Moisés y la zarza ardiente, fresco en la pared occidental
de la sinagoga de Dura-Europos (Siria), s. IIII



      En efecto, Jesús es “el nuevo Moisés”, apunta once veces Benedicto XVI en su libro “Jesús de Nazaret” (volumen primero). Jesús es el que habla cara a cara siempre con Dios; el que libera a la humanidad definitivamente; el que le da el “pan del cielo” (la Eucaristía) que la alimenta por el desierto de la vida; el que calma su sed con el “agua viva” (la gracia), que surge de esa roca que es la fidelidad de Dios a sus promesas, encarnadas en Cristo.
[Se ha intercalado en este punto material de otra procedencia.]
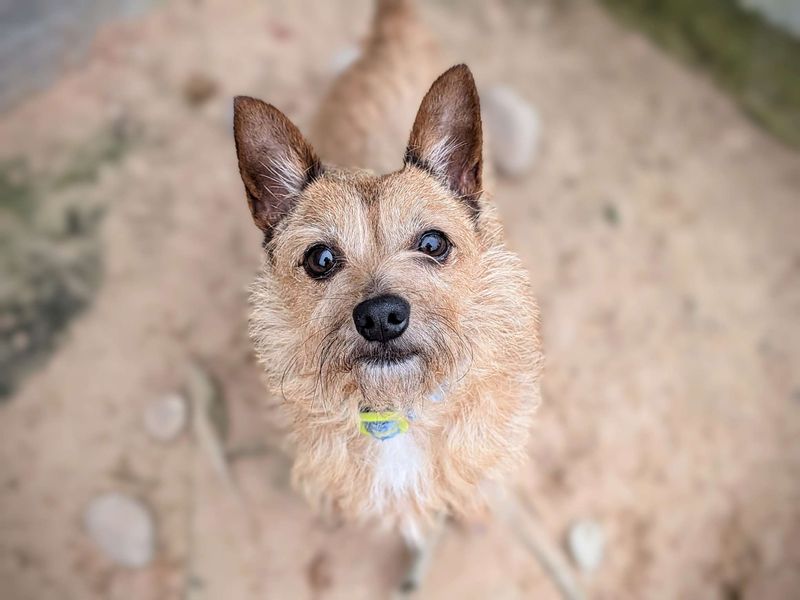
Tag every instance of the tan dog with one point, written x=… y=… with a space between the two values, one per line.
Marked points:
x=389 y=315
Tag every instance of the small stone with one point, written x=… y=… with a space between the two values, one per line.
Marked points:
x=198 y=89
x=513 y=128
x=165 y=418
x=586 y=541
x=122 y=528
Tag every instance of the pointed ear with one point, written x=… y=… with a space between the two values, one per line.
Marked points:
x=446 y=139
x=275 y=161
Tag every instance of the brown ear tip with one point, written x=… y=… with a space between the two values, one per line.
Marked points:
x=244 y=102
x=460 y=70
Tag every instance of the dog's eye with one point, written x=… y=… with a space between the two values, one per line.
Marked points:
x=435 y=244
x=319 y=261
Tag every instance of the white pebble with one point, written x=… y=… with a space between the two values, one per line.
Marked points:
x=586 y=541
x=122 y=528
x=513 y=128
x=165 y=418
Cristo nos entrega además el nuevo Decálogo de los Mandamientos, no sólo como resumen de la Ley Natural, sino perfeccionado con las Bienaventuranzas, que son el vivo retrato suyo y del cristiano.

     Si ya el encuentro con las personas, decía Yves Congar, es un gran misterio, cuánto más los encuentros de cada uno con Dios, antes o después, siempre en toda vida. ¿Cómo se inscriben en sus designios de salvación? ¿Qué papel ocupan en esos designios? ¿Cómo de esos encuentros –de la llamada interior que un alma experimenta, quizá desde niño o en sus años jóvenes, o de repente en una edad avanzada– depende tal vez el destino de otros muchos? ¿Cómo el fuego del Amor –el Espíritu Santo– se las arregla para llamarnos la atención, como a Moisés, y decirnos que sí, que Dios cuenta con nosotros de modo personalísimo, y que en el concierto inmenso de la historia espera que suene nuestra melodía cuando toque –si queremos, claro está–?
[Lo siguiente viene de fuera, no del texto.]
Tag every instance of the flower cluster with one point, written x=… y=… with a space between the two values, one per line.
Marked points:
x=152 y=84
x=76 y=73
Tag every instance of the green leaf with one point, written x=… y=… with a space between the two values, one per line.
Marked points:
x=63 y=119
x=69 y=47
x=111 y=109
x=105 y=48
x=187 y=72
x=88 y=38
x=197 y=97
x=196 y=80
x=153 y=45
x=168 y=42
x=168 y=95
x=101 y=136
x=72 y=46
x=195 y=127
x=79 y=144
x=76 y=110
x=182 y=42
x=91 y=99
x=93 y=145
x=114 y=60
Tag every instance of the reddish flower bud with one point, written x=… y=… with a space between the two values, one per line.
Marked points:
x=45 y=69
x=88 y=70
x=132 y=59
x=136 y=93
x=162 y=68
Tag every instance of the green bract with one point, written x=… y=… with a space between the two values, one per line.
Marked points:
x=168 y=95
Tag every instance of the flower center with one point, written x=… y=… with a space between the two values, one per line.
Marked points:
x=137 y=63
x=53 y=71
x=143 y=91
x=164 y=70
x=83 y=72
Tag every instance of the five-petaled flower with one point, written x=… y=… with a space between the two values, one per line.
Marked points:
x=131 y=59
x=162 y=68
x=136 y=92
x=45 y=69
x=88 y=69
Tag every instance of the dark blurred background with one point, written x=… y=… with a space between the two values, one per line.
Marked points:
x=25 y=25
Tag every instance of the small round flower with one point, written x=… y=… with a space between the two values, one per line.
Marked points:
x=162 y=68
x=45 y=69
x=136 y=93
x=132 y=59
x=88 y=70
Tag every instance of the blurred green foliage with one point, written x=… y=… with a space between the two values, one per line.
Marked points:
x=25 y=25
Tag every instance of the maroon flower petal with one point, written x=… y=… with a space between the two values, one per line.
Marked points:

     Especialmente la cuaresma es tiempo de vigilancia, de estar alerta, con la oración y la justicia, que es consecuencia de la oración, porque es dar “a cada uno lo suyo” en el sentido más profundo. Primero dar “lo suyo” a Dios: el amor, el respeto, la adoración. Y dar a los demás también lo suyo, que seguro tiene que ver con lo “nuestro”, con lo de Dios y lo de todos; pues, como predicaba San  Josemaría Escrivá, “todos los caminos de la tierra pueden ser ocasión de un encuentro con Cristo, que nos llama a identificarnos con Él, para realizar –en el lugar donde estamos– su misión divina”.